La crónica de la que hablo se centra en la Exposición Nacional de Bellas Artes de 1930, celebrada en Madrid, en el Palacio de Cristal de El Retiro, y en ella el crítico se explaya en apreciacones y juicios acerca del certamen y de paso hace un recorrido por lo que él considera las aportaciones más relevantes. El texto me parece interesante por cuanto se trata de una publicación portuguesa que trata de una manera muy cercana un acontecimiento español. Por otro lado, muestra un elenco de artistas españoles del momento en pleno proceso de producción. El lenguaje utilizado por el crítico posee la retórica propia de los textos del género y se recrea en la admonición de los métodos y del proceder del «stablishment» académico de los miembros del jurado a los que rechaza como tales.

La colección de la que proceden estas páginas de la revista Ilustração está siendo recogida por Mariana en su blog Ilustração Portuguesa cuyo contenido es simplemente una maravilla. Ignoro el tiempo que dedicará Mariana a escanear tanta revista antigua y tan copiosas ilustraciones, pero sólo la enormidad del resultado y la bondad del gesto de rescatar tanta vida pasada haciéndola presente, creo que son escusa más que válida para realizar el esfuerzo.

Agradezco a Mariana por haberme dejado tomar prestado parte de su trabajo para alimentar el mío.

Lo que sigue a continuación es el texto íntegro de la crónica de la Exposición Nacional de Bellas Artes de Madrid del año 1930. Los textos originales se pueden leer directamente de las páginas que ilustran el texto.

«A semejanza de años anteriores, en este año de gracia de 1930, de relativa gracia para los destinos españoles, la Exposición Nacional de Bellas Artes de Madrid no correspondió, en la visión de su conjunto, al exponente que España acusa después de hecho el cómputo de sus realizaciones plásticas.

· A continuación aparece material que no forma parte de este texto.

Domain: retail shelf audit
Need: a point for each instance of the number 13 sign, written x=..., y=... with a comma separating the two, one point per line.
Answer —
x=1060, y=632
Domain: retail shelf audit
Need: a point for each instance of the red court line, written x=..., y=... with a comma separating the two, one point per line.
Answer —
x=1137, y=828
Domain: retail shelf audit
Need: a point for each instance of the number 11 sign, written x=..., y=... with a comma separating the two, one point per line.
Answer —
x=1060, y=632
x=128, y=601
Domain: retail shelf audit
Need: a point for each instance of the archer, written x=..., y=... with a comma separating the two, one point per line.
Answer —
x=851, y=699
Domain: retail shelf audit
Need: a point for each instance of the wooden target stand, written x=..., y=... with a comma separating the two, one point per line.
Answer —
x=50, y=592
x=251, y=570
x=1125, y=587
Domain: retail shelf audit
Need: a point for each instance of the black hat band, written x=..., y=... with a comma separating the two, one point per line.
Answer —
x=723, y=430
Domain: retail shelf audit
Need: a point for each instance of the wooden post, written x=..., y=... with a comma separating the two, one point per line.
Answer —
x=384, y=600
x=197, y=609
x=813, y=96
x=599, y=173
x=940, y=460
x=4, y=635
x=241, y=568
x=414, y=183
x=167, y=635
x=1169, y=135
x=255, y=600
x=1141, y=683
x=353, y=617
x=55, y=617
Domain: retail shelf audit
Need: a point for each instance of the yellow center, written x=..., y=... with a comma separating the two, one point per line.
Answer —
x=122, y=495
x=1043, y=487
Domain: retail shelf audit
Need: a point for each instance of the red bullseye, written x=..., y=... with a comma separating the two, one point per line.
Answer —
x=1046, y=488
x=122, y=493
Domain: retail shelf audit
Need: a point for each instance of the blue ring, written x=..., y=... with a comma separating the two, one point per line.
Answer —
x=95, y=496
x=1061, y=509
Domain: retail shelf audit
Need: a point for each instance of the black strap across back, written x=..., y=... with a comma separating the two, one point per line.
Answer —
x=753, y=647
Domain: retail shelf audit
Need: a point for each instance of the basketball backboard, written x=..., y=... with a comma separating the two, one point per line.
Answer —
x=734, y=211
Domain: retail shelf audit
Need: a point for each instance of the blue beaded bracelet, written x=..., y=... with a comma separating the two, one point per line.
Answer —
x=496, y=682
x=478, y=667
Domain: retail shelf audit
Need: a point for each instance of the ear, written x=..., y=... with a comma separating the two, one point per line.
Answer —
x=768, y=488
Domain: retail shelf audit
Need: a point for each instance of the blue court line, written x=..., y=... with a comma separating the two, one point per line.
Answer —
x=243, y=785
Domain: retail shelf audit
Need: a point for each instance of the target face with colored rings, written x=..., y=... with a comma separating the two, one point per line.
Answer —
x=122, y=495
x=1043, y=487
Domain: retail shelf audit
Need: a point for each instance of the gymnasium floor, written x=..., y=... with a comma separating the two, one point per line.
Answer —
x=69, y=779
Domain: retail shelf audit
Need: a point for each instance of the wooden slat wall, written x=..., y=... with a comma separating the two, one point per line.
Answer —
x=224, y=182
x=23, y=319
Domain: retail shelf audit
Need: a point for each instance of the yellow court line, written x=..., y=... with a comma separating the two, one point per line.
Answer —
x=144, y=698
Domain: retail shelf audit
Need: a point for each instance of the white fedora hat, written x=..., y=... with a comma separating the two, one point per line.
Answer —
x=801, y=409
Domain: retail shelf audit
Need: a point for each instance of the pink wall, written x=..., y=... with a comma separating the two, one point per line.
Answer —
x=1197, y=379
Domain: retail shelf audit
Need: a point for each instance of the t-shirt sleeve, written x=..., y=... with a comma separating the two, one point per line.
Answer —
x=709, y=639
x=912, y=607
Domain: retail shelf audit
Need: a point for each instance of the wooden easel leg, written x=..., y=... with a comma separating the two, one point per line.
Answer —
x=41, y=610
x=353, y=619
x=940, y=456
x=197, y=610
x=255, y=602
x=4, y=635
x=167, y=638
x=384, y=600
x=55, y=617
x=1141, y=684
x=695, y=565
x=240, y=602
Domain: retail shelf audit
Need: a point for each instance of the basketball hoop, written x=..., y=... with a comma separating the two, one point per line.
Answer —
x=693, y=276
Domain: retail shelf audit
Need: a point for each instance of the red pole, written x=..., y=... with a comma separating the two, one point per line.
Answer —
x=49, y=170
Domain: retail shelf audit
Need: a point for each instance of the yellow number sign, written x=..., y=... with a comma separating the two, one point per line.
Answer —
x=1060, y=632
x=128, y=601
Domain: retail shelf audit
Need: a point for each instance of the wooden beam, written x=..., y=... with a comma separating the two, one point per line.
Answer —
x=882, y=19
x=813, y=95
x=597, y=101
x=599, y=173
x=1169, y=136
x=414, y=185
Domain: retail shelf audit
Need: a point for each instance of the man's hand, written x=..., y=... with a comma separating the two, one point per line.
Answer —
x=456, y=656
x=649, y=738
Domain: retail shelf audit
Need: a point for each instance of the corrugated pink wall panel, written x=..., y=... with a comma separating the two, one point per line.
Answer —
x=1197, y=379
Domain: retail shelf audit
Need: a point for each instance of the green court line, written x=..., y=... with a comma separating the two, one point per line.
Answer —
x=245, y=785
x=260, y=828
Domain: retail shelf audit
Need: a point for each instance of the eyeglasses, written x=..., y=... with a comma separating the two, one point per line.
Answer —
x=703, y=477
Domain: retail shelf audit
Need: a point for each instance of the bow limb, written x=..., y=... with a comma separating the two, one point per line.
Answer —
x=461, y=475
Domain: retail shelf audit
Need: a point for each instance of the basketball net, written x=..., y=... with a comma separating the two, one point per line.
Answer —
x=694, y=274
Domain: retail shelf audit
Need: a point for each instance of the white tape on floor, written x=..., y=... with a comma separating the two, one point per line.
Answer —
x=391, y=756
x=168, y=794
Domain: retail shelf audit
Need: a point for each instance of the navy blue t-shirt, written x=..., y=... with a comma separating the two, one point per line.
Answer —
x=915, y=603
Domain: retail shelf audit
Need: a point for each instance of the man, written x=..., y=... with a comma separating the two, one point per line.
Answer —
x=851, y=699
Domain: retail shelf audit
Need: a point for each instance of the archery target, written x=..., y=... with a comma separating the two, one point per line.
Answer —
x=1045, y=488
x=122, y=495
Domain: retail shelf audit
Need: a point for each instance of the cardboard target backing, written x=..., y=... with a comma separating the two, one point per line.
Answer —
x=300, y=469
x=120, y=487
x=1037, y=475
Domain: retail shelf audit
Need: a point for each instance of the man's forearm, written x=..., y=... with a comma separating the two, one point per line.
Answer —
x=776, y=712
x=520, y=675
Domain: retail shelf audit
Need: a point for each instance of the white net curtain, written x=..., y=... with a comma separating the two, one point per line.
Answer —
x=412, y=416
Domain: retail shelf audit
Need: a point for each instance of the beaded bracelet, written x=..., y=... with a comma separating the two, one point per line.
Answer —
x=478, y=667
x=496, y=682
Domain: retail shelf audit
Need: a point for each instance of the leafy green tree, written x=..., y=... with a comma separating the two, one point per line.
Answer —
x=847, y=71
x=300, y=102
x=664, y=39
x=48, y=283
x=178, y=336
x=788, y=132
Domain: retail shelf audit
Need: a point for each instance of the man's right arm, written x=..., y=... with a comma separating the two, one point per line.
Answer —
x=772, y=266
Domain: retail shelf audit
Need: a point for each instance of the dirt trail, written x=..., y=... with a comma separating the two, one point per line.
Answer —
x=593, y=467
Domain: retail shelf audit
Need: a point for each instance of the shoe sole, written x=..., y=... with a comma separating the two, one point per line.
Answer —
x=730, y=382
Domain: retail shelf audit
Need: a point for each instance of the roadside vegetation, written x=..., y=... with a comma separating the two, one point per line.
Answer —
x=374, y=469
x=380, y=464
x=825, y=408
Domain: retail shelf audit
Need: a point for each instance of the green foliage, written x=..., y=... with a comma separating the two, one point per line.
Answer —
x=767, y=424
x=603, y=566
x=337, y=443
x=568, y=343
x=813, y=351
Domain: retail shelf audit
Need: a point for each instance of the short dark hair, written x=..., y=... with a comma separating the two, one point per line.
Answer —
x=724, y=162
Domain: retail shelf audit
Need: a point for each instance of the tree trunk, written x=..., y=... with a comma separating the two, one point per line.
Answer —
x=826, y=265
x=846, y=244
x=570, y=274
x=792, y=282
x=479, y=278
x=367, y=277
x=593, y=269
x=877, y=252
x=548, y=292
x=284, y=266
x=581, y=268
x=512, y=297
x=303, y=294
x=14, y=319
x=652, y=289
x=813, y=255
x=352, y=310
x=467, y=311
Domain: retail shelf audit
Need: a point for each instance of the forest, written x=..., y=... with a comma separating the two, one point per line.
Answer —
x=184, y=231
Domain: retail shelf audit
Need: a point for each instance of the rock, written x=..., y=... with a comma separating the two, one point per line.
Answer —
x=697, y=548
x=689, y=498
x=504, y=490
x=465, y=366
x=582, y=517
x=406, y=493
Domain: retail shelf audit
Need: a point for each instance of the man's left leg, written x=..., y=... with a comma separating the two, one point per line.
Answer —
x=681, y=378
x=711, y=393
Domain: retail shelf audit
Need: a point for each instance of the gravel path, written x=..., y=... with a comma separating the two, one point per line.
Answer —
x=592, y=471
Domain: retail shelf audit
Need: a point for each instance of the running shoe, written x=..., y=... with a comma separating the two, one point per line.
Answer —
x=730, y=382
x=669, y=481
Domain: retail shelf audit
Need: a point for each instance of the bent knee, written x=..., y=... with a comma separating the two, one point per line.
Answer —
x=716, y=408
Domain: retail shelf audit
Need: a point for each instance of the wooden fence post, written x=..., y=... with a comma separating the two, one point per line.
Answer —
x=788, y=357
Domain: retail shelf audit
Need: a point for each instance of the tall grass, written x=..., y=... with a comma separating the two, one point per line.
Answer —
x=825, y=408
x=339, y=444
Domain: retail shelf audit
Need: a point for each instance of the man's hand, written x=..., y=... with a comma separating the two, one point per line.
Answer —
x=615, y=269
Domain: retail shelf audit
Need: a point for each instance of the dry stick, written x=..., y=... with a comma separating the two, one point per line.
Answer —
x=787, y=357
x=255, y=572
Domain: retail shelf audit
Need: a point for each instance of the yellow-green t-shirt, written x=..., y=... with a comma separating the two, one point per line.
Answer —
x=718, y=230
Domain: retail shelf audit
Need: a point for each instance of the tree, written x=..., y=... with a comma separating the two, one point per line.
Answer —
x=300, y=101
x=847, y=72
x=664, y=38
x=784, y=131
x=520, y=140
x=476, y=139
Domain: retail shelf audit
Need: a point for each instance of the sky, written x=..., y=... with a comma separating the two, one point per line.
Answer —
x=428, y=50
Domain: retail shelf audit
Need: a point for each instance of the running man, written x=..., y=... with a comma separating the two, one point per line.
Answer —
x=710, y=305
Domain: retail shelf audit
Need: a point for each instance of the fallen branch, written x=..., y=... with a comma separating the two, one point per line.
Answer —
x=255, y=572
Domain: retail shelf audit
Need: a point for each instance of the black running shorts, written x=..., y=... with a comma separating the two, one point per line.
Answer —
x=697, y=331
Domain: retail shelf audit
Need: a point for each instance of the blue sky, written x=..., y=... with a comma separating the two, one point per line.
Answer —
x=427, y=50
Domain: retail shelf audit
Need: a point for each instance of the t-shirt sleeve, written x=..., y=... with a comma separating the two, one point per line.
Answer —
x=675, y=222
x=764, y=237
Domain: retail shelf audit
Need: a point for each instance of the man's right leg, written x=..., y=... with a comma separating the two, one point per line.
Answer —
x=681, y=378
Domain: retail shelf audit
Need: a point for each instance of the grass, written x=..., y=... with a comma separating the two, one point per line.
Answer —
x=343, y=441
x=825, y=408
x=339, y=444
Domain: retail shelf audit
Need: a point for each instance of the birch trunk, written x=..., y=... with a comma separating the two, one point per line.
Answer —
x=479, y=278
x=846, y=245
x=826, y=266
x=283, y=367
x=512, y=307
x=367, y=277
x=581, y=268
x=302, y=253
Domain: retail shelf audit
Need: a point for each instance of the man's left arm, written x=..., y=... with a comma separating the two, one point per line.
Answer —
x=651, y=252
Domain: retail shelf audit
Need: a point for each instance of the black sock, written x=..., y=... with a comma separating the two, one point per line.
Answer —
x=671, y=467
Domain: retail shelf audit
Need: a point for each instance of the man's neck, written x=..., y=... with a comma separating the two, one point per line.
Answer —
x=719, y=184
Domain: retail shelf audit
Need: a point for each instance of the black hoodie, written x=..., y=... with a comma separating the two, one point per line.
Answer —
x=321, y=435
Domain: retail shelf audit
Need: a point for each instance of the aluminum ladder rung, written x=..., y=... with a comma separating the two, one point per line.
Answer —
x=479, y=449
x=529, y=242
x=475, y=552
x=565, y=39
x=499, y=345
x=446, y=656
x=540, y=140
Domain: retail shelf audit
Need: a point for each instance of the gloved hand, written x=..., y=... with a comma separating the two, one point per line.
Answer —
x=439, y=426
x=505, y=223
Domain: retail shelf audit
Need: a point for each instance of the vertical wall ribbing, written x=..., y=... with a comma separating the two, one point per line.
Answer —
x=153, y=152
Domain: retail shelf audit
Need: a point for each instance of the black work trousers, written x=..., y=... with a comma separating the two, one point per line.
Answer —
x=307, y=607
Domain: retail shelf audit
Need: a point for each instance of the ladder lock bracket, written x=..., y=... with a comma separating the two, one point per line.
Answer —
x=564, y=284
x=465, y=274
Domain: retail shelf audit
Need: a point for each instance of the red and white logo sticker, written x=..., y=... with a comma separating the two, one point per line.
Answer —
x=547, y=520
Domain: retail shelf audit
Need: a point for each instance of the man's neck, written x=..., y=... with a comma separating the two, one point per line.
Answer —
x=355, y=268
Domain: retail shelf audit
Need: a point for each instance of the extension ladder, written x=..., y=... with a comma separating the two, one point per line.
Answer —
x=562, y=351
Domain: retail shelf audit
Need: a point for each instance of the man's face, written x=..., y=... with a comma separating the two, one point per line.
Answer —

El termómetro, lejos de marcar la temperatura del ambiente, daría al espectador desprevenido una idea inexacta, por desvirtuada, de la actual realidad artística del país que se presenta con los bríos de los mejores tiempos.
Se diría un parlamento anodino donde faltase, por la irregularidad del censo, la representación de los mejores organismos nacionales y del cual se desinteresase la atención colectiva, dejándolo entregado a sus propios destinos.

La organización de estos certámenes de primavera les imprime un carácter otoñal y lúgubre, que se acentúa mucho más en las exposiciones nacionales españolas con su ritmo de caer las hojas sobre el desolado Palacio de Cristal que contrasta con la estridente exuberancia de los famosos jardines de El Retiro. Las normas oficiales, siempre obsoletas en relación a la generación artística que pasa, y que traen siempre implícitamente, por la naturaleza evolutiva del propio arte, unas normas que ya no son normas para la rutina imperante, que es la que regula y decreta, y ahuyenta al mismo tiempo la presencia de los verdaderos artistas.
A estas exposiciones hechas más para lisonjear la retina vacía de los turistas de tópicos que para satisfacer el deseo ávido de los buscadores de emoción, les falta aquella asimetría armónica y paradójicamente disciplinada –personalidades que se afirman unas e inconfundibles, en el ansia de un sueño común- que arroja relámpagos de improviso a las imaginaciones más robustas y satura de sensaciones inéditas los más claros entendimientos.

Arte conservadora podríamos llamar a eso que busca refugio en estos certámenes estériles, hallando así, de modo figurado, una designación formada por dos términos antagónicos, irreconciliables, por tanto. Pero, a penas de modo figurado, porque ni el Arte, que permanece actual al paso del tiempo -sentido de eternidad- puede ser conservadora, ni siquiera el conservadurismo admite en sí la fuerza terminativa y revolucionaria que torna viva la vida, fecunda la belleza, vigoroso el espíritu. Es por esto que el Arte existe siempre al margen de estos certámenes.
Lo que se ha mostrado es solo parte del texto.